Histories of Violence

Biography

 

Jacques Derrida was born in El-Bair, French Algeria, to Algerian-Jewish parents on 15 July 1930. When he was 22 years old Derrida moved to Paris to start his studies at the prestigious École Normale Supérieur, taking a particular interest in the work of Edmund Husserl. In 1956-57 Derrida received a grant allowing him to study for a year at Harverd University. During his time in America he married Marguerite Aucouturie, a psychoanalyst, in 1957. From 1957-1959 during the Algerian War of Independence, he taught soldiers children in lieu of military service and following the war he briefly taught at the Sorbonne university in Paris. During this time he would take interest in the writing philosophy, and began a collaboration with the leftist Tel Quel magazine which lasted a number of years as well as writing a number of reviews and articles for the Critique magazine, also based in Paris. In 1963 his wife gave birth to their first son, Pierre and two years later Derrida began a permanent teaching position at the École Normale Supérieur.

In 1967 Derrida travelled to John Hopkins University to deliver his lecture, “Structure, Sign, and Play in the Discourse of the Human Sciences.” This lecture was to grant him international prominence and in the same year he published 3 books, Speah and Phenomena; Writing and Difference; and Of Grammatology. The last of these books truly established his name. In it, he analyses Western Philosophy from pre-Socrates to Heidegger, arguing that the status afforded to logos serves to denigrate the writing act. Rather than challenge this prevailing norm Derrida developed a way of identifying logocentric patterns in writing, dubbed “deconstruction”. One year later in 1968 Derrida coined the term Différance, alluding to the inherent ambiguity in language. The term refers to how words and concepts are not defined by the word themselves but always need to be followed up with other words to provide context, and that context provides meaning. In such a way, he reveals the impurity of writing and by extrapolation, the impurity of identity as well. If origins are not ‘simple’ but built upon writing which in turn derives meaning from context, then identity too is impure, incapable of being defined without the context upon which it relies.

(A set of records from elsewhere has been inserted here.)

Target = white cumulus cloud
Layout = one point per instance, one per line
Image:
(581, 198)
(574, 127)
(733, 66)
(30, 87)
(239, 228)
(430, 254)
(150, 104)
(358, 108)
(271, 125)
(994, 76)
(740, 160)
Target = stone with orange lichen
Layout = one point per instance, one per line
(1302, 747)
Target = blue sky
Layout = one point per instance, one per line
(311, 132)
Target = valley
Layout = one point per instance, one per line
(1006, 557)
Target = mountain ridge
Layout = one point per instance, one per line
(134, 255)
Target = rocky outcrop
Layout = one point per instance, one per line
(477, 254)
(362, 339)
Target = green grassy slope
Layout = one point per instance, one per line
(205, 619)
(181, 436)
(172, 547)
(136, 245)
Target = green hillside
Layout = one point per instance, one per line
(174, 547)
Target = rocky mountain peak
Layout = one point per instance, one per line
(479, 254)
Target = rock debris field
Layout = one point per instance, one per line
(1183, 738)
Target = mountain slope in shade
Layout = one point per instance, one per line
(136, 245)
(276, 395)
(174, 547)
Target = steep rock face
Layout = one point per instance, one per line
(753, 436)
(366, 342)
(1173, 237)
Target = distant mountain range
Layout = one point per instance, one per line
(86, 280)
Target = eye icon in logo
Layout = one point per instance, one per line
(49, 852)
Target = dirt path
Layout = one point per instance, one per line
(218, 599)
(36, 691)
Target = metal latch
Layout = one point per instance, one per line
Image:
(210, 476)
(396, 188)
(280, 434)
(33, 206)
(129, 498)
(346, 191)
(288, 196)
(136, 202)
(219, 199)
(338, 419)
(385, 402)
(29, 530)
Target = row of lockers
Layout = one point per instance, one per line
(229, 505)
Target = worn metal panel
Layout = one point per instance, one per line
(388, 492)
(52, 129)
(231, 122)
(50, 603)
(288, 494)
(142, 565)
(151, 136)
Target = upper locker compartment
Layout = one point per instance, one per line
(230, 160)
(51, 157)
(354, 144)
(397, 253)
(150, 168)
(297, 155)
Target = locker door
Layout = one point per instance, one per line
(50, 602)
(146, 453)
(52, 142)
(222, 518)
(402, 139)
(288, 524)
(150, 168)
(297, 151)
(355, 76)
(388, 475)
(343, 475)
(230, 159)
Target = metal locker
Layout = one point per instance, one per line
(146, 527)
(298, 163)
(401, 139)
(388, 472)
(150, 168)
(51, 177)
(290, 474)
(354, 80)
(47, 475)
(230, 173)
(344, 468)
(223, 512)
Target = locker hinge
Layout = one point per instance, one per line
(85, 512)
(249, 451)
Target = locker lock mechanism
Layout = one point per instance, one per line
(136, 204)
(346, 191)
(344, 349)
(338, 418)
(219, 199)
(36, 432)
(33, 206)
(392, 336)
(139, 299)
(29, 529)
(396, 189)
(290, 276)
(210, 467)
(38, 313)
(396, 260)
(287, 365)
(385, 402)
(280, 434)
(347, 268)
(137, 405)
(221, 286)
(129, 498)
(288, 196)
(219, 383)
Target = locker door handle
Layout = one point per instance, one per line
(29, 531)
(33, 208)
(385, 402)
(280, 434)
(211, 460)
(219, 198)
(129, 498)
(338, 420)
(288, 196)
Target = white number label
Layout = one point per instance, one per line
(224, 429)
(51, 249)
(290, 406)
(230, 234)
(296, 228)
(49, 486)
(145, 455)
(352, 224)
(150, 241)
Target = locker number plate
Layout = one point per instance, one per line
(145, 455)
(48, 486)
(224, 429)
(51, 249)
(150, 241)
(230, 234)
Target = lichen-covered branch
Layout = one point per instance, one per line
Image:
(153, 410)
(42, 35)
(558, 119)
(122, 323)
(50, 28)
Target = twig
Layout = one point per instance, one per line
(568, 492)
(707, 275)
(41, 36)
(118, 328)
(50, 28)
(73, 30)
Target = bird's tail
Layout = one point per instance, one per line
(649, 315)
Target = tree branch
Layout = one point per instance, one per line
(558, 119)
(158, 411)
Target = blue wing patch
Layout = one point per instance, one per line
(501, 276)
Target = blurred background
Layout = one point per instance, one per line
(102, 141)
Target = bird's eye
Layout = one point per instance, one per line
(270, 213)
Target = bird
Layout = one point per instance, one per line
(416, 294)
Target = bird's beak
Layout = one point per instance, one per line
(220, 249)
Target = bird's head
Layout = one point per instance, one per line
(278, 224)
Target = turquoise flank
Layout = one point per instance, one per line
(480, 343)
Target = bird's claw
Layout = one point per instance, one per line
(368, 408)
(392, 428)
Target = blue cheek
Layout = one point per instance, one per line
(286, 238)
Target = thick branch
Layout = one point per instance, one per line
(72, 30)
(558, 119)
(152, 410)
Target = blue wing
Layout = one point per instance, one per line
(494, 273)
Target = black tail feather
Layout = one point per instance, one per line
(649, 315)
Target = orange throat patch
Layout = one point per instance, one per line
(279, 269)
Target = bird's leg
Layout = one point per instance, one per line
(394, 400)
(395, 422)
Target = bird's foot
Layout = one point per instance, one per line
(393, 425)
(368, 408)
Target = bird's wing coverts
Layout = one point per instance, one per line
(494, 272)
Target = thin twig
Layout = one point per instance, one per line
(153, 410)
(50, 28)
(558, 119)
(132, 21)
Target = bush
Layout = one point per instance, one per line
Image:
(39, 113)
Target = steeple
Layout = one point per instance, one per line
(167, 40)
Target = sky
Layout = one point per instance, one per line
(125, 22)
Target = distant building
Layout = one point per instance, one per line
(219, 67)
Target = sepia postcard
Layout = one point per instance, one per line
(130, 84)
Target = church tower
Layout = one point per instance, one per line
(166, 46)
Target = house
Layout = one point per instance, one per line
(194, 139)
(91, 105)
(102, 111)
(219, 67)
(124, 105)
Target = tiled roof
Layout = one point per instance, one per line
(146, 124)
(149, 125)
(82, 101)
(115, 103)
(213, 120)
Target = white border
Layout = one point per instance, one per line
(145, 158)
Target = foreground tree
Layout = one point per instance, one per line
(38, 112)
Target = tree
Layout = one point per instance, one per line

In 1986 Derrida moved to work at the University of California, and regularly spoke at various other prestigious American and European institutions. In 1992 he was awarded an honorary doctorate from Cambridge University. In 2003 Derrida was diagnosed with pancreatic cancer and died the following year in a Parisian hospital, 8th October, 2004. One of the most influential philosophers of the 20th century, Derrida’s work blurs disciplinary boundaries and he has had an especially strong influence in the fields of philosophy and literary criticism.